Take for example my friend and colleague Lorella Praeli. She was born in Peru, and at the age of two had a devastating accident that left her without a leg. Her parents brought her to the US for treatments and over time decided to make their lives here. From the age of ten she grew up in Connecticut, excelling in school even as she endured bullying because of her ethnicity and her disability. That bullying turned her into an advocate; out of that adversity, she found her voice.

I got to know Lorella when she was a young advocate for United We Dream, the organization that brings together immigrants like her, who came to the US as children, grew up here, and often didn’t learn that they were not Americans until they tried to get a driver’s license or apply to college. Her job involved holding the Obama administration’s feet to the fire, making sure we were doing everything we could to pass an immigration reform bill or adopt other policies that protected Dreamers and other immigrants. I suppose that means we could have felt like adversaries, because she was pushing, and I was often the administration representative being pushed. But we both wanted the same things, respected each other, and understood that although each of us played very different roles in the conversation about immigration policy, each of our roles was important. If we worked together, we could make progress. I grew to admire Lorella as someone who could be true to herself and to the community she was serving, while also being strategic and tactical, doing everything she can to get to the result she is after for the people she serves. Her compass is set; you can see it.

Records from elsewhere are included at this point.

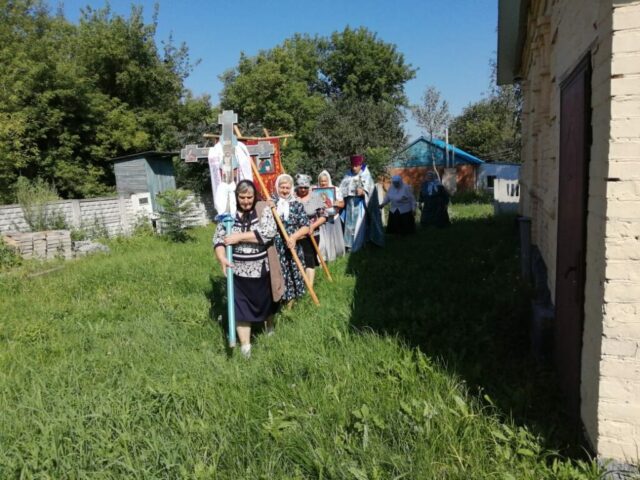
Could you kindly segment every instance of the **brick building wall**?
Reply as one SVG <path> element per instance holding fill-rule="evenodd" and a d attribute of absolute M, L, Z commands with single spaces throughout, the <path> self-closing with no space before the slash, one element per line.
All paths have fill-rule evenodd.
<path fill-rule="evenodd" d="M 555 295 L 560 84 L 591 54 L 581 418 L 597 454 L 640 451 L 640 1 L 530 2 L 521 213 Z M 555 300 L 555 299 L 553 299 Z"/>

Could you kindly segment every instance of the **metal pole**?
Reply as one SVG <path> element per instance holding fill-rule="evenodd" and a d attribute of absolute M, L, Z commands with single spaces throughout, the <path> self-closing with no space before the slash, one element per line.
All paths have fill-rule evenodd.
<path fill-rule="evenodd" d="M 224 218 L 224 228 L 227 231 L 227 235 L 231 234 L 233 228 L 233 217 L 227 215 Z M 233 263 L 233 249 L 231 245 L 226 247 L 227 261 Z M 236 346 L 236 310 L 235 310 L 235 294 L 233 291 L 233 268 L 227 268 L 227 318 L 229 328 L 229 347 Z"/>

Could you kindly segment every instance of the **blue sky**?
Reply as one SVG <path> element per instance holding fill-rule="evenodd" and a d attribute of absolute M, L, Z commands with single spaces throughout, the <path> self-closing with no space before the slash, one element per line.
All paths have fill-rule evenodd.
<path fill-rule="evenodd" d="M 80 8 L 100 8 L 104 0 L 49 0 L 63 4 L 67 19 L 77 21 Z M 345 26 L 367 27 L 393 43 L 405 61 L 418 68 L 405 91 L 411 103 L 434 85 L 459 114 L 489 87 L 489 61 L 496 51 L 497 0 L 111 0 L 111 8 L 128 15 L 131 4 L 144 7 L 151 21 L 160 6 L 157 41 L 173 36 L 199 59 L 186 80 L 195 94 L 208 93 L 217 103 L 218 75 L 234 67 L 240 52 L 254 55 L 296 32 L 329 35 Z M 410 137 L 419 131 L 413 122 Z"/>

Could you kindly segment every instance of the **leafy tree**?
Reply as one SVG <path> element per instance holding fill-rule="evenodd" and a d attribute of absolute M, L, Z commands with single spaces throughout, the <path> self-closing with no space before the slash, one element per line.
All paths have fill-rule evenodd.
<path fill-rule="evenodd" d="M 344 99 L 332 102 L 319 116 L 311 137 L 313 155 L 301 170 L 319 172 L 326 168 L 339 174 L 354 153 L 393 150 L 405 142 L 402 111 L 385 101 Z M 376 160 L 384 157 L 375 155 Z M 370 164 L 369 155 L 367 162 Z M 389 160 L 389 159 L 387 159 Z"/>
<path fill-rule="evenodd" d="M 394 45 L 365 28 L 294 35 L 255 57 L 241 55 L 221 76 L 221 107 L 246 122 L 243 132 L 293 133 L 285 168 L 315 171 L 355 151 L 399 145 L 404 83 L 414 76 Z"/>
<path fill-rule="evenodd" d="M 236 111 L 256 133 L 267 128 L 304 139 L 326 105 L 318 76 L 322 45 L 295 35 L 255 57 L 242 54 L 238 66 L 221 76 L 221 108 Z"/>
<path fill-rule="evenodd" d="M 15 198 L 18 175 L 64 197 L 109 193 L 109 158 L 177 148 L 185 112 L 211 110 L 185 96 L 186 47 L 169 39 L 160 52 L 139 7 L 128 18 L 87 7 L 73 25 L 40 0 L 0 0 L 0 20 L 0 200 Z"/>
<path fill-rule="evenodd" d="M 60 200 L 52 185 L 39 178 L 30 182 L 20 177 L 16 182 L 16 197 L 32 232 L 67 228 L 64 213 L 54 205 L 49 205 Z"/>
<path fill-rule="evenodd" d="M 364 27 L 334 32 L 322 75 L 331 97 L 405 105 L 404 84 L 415 77 L 395 45 Z"/>
<path fill-rule="evenodd" d="M 414 105 L 412 113 L 418 125 L 422 127 L 429 138 L 442 137 L 451 120 L 449 103 L 440 98 L 440 92 L 433 86 L 425 89 L 422 103 Z"/>
<path fill-rule="evenodd" d="M 450 139 L 456 146 L 488 161 L 520 161 L 519 86 L 498 86 L 495 65 L 488 98 L 468 105 L 451 124 Z"/>

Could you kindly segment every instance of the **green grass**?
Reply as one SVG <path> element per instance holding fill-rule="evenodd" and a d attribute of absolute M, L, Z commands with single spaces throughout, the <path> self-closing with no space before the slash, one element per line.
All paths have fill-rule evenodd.
<path fill-rule="evenodd" d="M 4 274 L 0 478 L 598 478 L 528 406 L 555 399 L 522 370 L 511 221 L 453 219 L 319 272 L 322 306 L 250 361 L 215 320 L 210 228 Z"/>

Lorella’s talents were so visible that Hillary Clinton chose her to lead the Latino vote program for her presidential campaign. This put her into the tough world of politics at the very highest level, where she had to work at breakneck speed, make herself heard and understood by campaign veterans who knew a lot about politics but didn’t always know what she knew about her own community, and stay true to her compass. Had the Clinton campaign succeeded, Lorella would likely have landed a significant job in the new administration. Instead, after doing extraordinary work for the campaign, she joined the staff of the ACLU, where she led their immigration policy and campaigns team at a challenging time.